Water quality monitoring research began at Willistown Conservation Trust in January 2018 with funding provided by the William Penn Foundation in affiliation with the Delaware River Watershed Initiative (DRWI).
The Delaware River Watershed Initiative (DRWI) is a collaborative effort to protect and restore the waters of the Delaware River watershed. While water conservation organizations across the watershed have operated independently for over a century, the DRWI aligns these groups to work cooperatively, maximizing the scale and impact of their conservation activities. The Trust assists the DRWI by collecting baseline water quality data in the headwaters of the Ridley, Crum, and Darby creeks.
Sample Sites
With guidance from researchers at the Academy of Natural Sciences, the Trust chose ten sample sites throughout the Ridley, Crum, and Darby watersheds that best described the true condition of the creeks as they flow through a variety of habitats. The Watershed Protection Program collects water chemistry samples from these sites each month, providing enough data to accurately portray stream health over time. Our partners at the Academy of Natural Sciences analyze these water samples for the presence and concentration of nitrogen, phosphorous, and total suspended solids – a measure of solid particles floating in the water – to be used by the DRWI in its conservation efforts.
Macroinvertebrates
The Watershed Protection Program also surveys its ten sample sites annually for macroinvertebrates, aquatic organisms with no backbone that you can see with the naked eye (e.g., insect larvae and mollusks). Macroinvertebrates vary in their tolerance of pollution. On a gradient of water quality, the most sensitive macroinvertebrates can only survive in the healthiest streams while the most tolerant macroinvertebrates can live even in the most degraded streams. Furthermore, insect larvae can live in the same stream reach for several years before emerging as winged adults. Therefore, any fluctuations in water quality during this maturation period would eliminate the more sensitive species from the stream.

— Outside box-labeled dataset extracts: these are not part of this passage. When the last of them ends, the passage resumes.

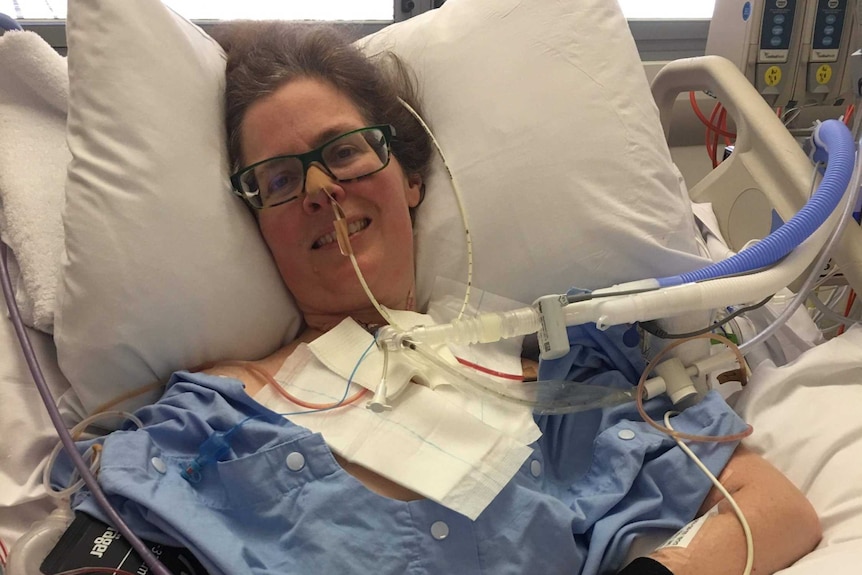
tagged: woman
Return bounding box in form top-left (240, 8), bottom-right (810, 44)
top-left (59, 23), bottom-right (820, 575)
top-left (206, 25), bottom-right (819, 575)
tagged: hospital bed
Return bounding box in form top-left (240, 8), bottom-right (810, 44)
top-left (0, 0), bottom-right (862, 575)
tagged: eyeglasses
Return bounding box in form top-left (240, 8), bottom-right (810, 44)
top-left (230, 125), bottom-right (395, 210)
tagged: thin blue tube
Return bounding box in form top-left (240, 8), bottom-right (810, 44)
top-left (657, 120), bottom-right (856, 287)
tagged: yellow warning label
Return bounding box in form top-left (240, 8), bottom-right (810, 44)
top-left (814, 64), bottom-right (832, 84)
top-left (763, 66), bottom-right (781, 86)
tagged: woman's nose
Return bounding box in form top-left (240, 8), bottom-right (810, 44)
top-left (302, 164), bottom-right (345, 213)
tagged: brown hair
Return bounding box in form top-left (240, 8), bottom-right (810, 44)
top-left (213, 21), bottom-right (431, 182)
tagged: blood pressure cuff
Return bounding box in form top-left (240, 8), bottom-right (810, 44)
top-left (617, 557), bottom-right (673, 575)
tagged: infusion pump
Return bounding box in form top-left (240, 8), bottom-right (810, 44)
top-left (706, 0), bottom-right (862, 108)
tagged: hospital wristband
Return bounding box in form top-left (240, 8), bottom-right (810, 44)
top-left (617, 557), bottom-right (673, 575)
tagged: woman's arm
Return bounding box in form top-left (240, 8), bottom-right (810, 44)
top-left (650, 445), bottom-right (821, 575)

The Watershed Protection Program uses macroinvertebrate data to complement its water chemistry monitoring. Where water chemistry samples provide information on stream health for a single moment in time, macroinvertebrate surveys reflect water quality over several years. Through our examination of the conditions across the Trust’s program area, we are then able to make recommendations for land use practices that would lead to improved water for our downstream neighbors.